The recent pressure from civil society to reinvent the Citizen Charter programme has shown a ray of hope. The Citizen Charter can be made an effective tool for good governance by learning from our own 13 years’ experience as well as from international experience, especially from the UK.

1. listening to citizens and involving them in all stages of the Citizen Charter is very crucial. The citizen’s voice and participation can be sought through various methods, including citizen surveys, citizen panels, people’s panels, customer feedback cells/cards, written consultations, participatory workshops, focus groups, walking in citizens’ shoes, etc.

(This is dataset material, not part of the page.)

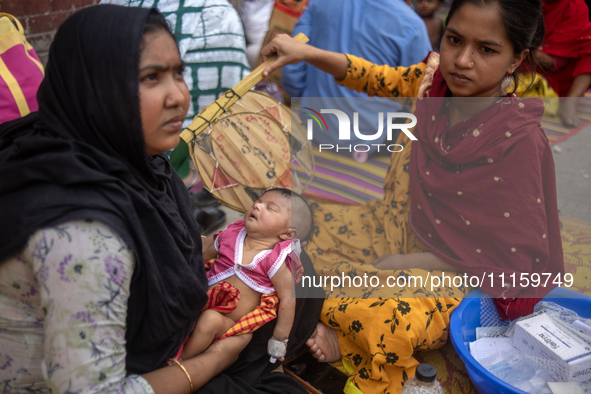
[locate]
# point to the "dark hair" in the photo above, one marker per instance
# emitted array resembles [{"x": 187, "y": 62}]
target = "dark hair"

2. For improving the utility of the Citizen Charter, it is all the more necessary to involve the staff, particularly the frontline staff/street-level bureaucracy, in the process of the Citizen Charters.

3. A good Citizen Charter should be simple, clear and easily accessible, and available in vernacular languages also.

4. Ideal charters are accompanied by well-developed systems and procedures, including staff training, complaints handling and feedback as well as reporting and re-examining standards of services in consultation with stakeholders.

5. A time-bound and simple procedure of redressing public grievance is another essential feature of a model Citizen Charter.

6. Global experience suggests that the Citizen Charter Programme should be regularly evaluated against announced standards by independent agencies.

7. Effective political backing and commitment of the bureaucracy is all the more necessary for a good Citizen Charter.